As with every masterpiece of motion pictures, the story behind how it came to be is a fascinating one. The story of Dracula begins with Universal Studios head Carl Laemmle Jr. acquiring the rights to Dracula from Bram Stoker’s estate legally, learning from the mistake of Nosferatu. He was so certain of the bankability of the movie, wishing to make it on the same lavish scale as the 1923 hit Hunchback of Notre Dame or the 1925 spectacular The Phantom of the Opera.
Enter Tod Browning, the man who would go on to make Dracula a reality and bring the vampire lord to the Western cinema audience. In spite of working with a decent budget and constant interference from Universal executives, Browning took the Gothic horror novel and gave a proper face to Count Dracula. The face is that of Bela Lugosi, and will remain forever so in everyone’s hearts and minds.
Bela Lugosi is the man who, for many, will always be Dracula. No matter the years or other leading figures to don the fangs and cape/cloak, Bela was Dracula for generations of film-goers. In spite of his success portraying the Count on the stage for the Hamilton Deane, the road to the movie was difficult. With stiff competition from other leading men at the time and the dismissive attitude of Laemmle Jr., Bela lobbied hard to be the Count on the big screen. The crux of it all came when he was in Los Angeles with the stage show, thus allowing him to make a direct appeal. Coupled with his willing to take the low salary of $500 a week, Count Dracula had its vampire lord.
An interesting thing to pay attention to when watching Dracula is the style and performance of its cast. In early 2000, online film critic James Berardinelli reviewed the classic picture, and the following quote is his take on the cast’s work.
Outside of Lugosi, the acting in Dracula is pretty sad, with many of the performances looking like they belong in a silent production. Manners, who plays the one-dimensional John Harker, is wooden and unconvincing, and often appears to be standing around in scenes waiting for someone to direct him. His leading lady, Helen Chandler, is appealing to look at, but she’s not much more impressive than Manners. (Her work really looks bad when compared to that of Lupita Tovar, who played the role in the Spanish version.) For both actors, Dracula would be one of the high points of their careers. Several years later, Manners would quit acting in disgust. Meanwhile, Chandler’s problems with alcohol and drugs would drive her out of Hollywood altogether by the end of the ’30s.
The ‘Spanish version’ that James refers to is the Spanish-language version of the movie, shot on the same sets at night, with a different cast and a Spanish-translation of the script. It opened a short time after Tod Browning’s piece and while both have their strengths and weaknesses, the English-language film will always be well-remembered for Bela Lugosi and his role as Count Dracula.
As with past ‘Cinema Sunday’ articles, normally there is a video embedded here on the creation of the subject matter. Sadly, no such video truly exists for Dracula. But there is something just as good. Take a moment to enjoy this half hour documentary on the history of Bram Stoker’s famous fiend and the path that lead to the 1931 horror classic.
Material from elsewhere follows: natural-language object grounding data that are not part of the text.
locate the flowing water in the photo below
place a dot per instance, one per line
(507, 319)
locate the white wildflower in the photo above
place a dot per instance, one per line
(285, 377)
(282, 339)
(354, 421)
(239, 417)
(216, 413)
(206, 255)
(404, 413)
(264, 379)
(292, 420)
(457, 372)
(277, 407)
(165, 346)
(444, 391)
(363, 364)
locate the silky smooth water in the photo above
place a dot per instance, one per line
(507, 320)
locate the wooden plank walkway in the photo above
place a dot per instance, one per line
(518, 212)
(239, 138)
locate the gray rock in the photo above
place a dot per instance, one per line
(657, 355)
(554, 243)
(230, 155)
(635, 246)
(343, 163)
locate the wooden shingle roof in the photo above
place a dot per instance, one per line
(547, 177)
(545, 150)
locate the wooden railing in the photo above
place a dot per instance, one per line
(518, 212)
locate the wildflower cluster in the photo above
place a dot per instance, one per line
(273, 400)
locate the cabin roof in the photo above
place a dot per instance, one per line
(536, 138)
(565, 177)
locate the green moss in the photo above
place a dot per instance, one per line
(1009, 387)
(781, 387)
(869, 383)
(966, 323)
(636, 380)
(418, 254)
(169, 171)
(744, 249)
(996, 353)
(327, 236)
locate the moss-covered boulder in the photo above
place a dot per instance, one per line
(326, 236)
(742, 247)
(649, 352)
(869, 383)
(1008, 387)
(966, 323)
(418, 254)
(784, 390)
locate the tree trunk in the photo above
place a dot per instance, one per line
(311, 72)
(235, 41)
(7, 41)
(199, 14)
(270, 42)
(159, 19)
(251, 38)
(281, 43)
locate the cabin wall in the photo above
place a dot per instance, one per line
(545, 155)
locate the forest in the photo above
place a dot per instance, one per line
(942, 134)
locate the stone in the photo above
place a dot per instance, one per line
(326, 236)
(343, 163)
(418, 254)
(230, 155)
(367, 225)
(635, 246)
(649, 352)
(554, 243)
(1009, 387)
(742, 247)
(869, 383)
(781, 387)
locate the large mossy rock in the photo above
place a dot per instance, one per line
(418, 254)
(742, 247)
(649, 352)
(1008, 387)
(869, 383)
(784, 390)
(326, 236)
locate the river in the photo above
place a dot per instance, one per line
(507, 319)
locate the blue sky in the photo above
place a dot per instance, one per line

For every movie that comes along, as noted in previous ‘Cinema Sunday’ works, the response of both the critics and the public is key. To wit, its reverence and place in history especially horror films, speaks for how the public has received it. With the critics, here is an excerpt from Mordaunt Hall’s review of the movie for the New York Times upon its release.
Count Dracula, Bram Stoker’s human vampire, who has chilled the spines of book readers and playgoers, is now to be seen at the Roxy in a talking film directed by Tod Browning, who delights in such bloodcurdling stories. It is a production that evidently had the desired effect upon many in the audience yesterday afternoon, for there was a general outburst of applause when Dr. Van Helsing produced a little cross that caused the dreaded Dracula to fling his cloak over his head and make himself scarce.
To all who love fall, Halloween, and the many joys this time of year brings, may these reflections upon the horror greats of ages past be an enjoyable treat for you. May they add some color, flavor, and enjoyment to this season. And may they inspire you to take time from your day-to-day to kick back, relax, and delve once more into the stars and pictures that have been scaring and delighting audiences for generations and shall continue to do so.